To Helen

For the snobbish, Poe’s poetry seldom ever reached the caliber of the other Romantics. ‘The Raven’, of course, was unique and striking. But for my money, one of Poe’s most Romantic poems, where he managed to avoid his favorite trope of gothic gloom, is ‘To Helen’.

To Helen (1845 version)

Helen, thy beauty is to me

Like those Nicean barks of yore

That gently, o’er a perfumed sea,

The weary, way-worn wanderer bore

To his own native shore.

On desperate seas long wont to roam,

Thy hyacinth hair, thy classic face,

Thy Naiad airs have brought me home

To the glory that was Greece,

And the grandeur that was Rome.

Lo, in yon brilliant window-niche

How statue-like I see thee stand,

The agate lamp within thy hand,

Ah! Psyche, from the regions which

Are Holy Land!

Poe lore has it that when he was only about 14, a Mrs. Jane Stith Stanard encouraged Poe to pursue his love of poetry. Though the final version of this poem wasn’t completed until decades later, it’s believed she inspired this paean to Helen.

Despite its title, Poe doesn’t only compare Mrs.
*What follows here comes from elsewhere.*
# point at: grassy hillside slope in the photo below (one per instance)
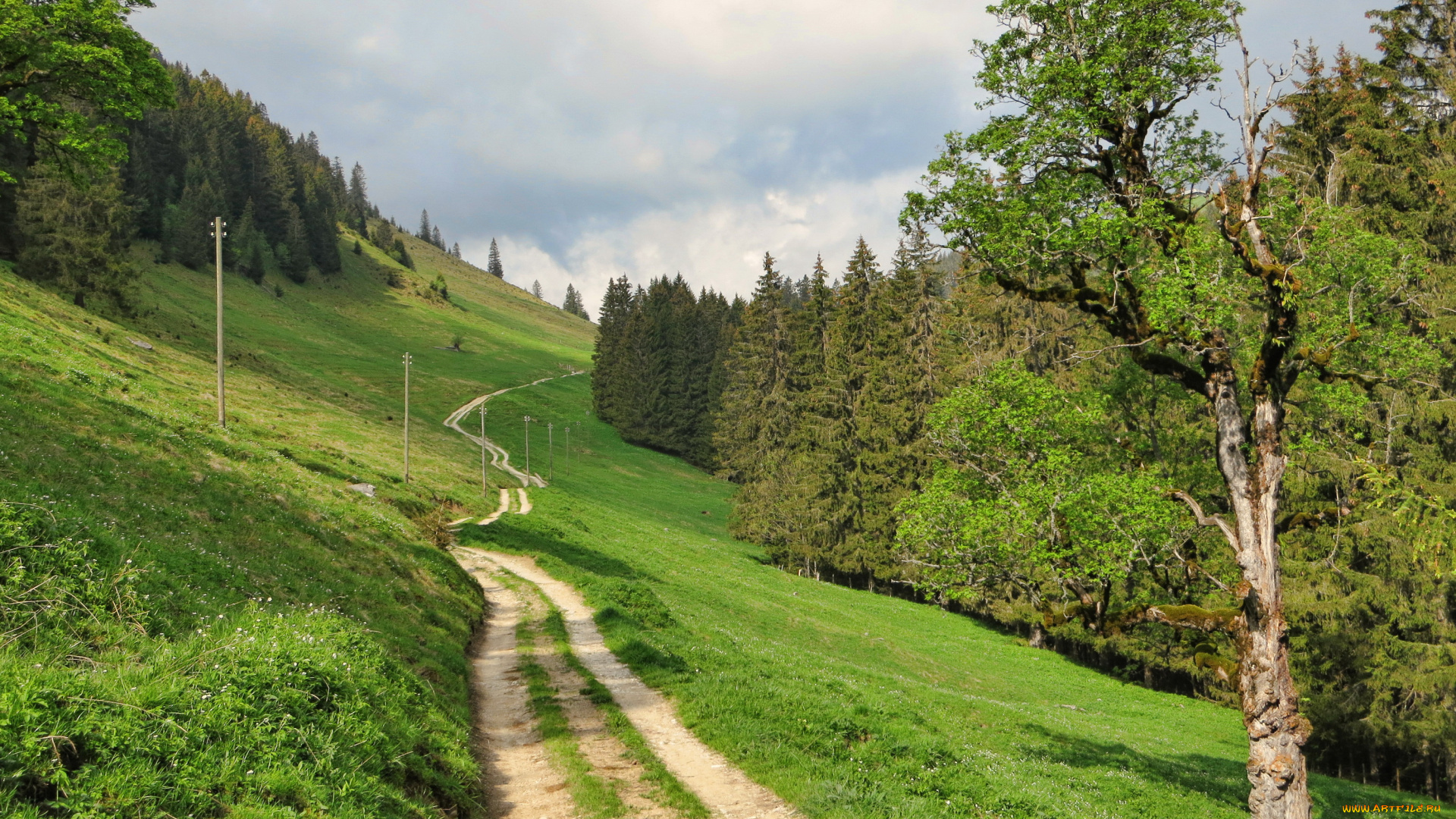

Stanard to Helen of Troy–a physical beauty–but at the final turn of the verse he compares her to Psyche, a more spiritual form of beauty. Finally, because she encouraged Poe at such a young age, this verse is also seems to be an homage to Poetry itself, in that it employs allusions to classical Art and mythology: Art is eternal, Art was Poe’s religion.

The image comes from the 2004 movie The Ladykillers, where Tom Hanks, playing a whacked-out kind of faux Poe, recites ‘To Helen.’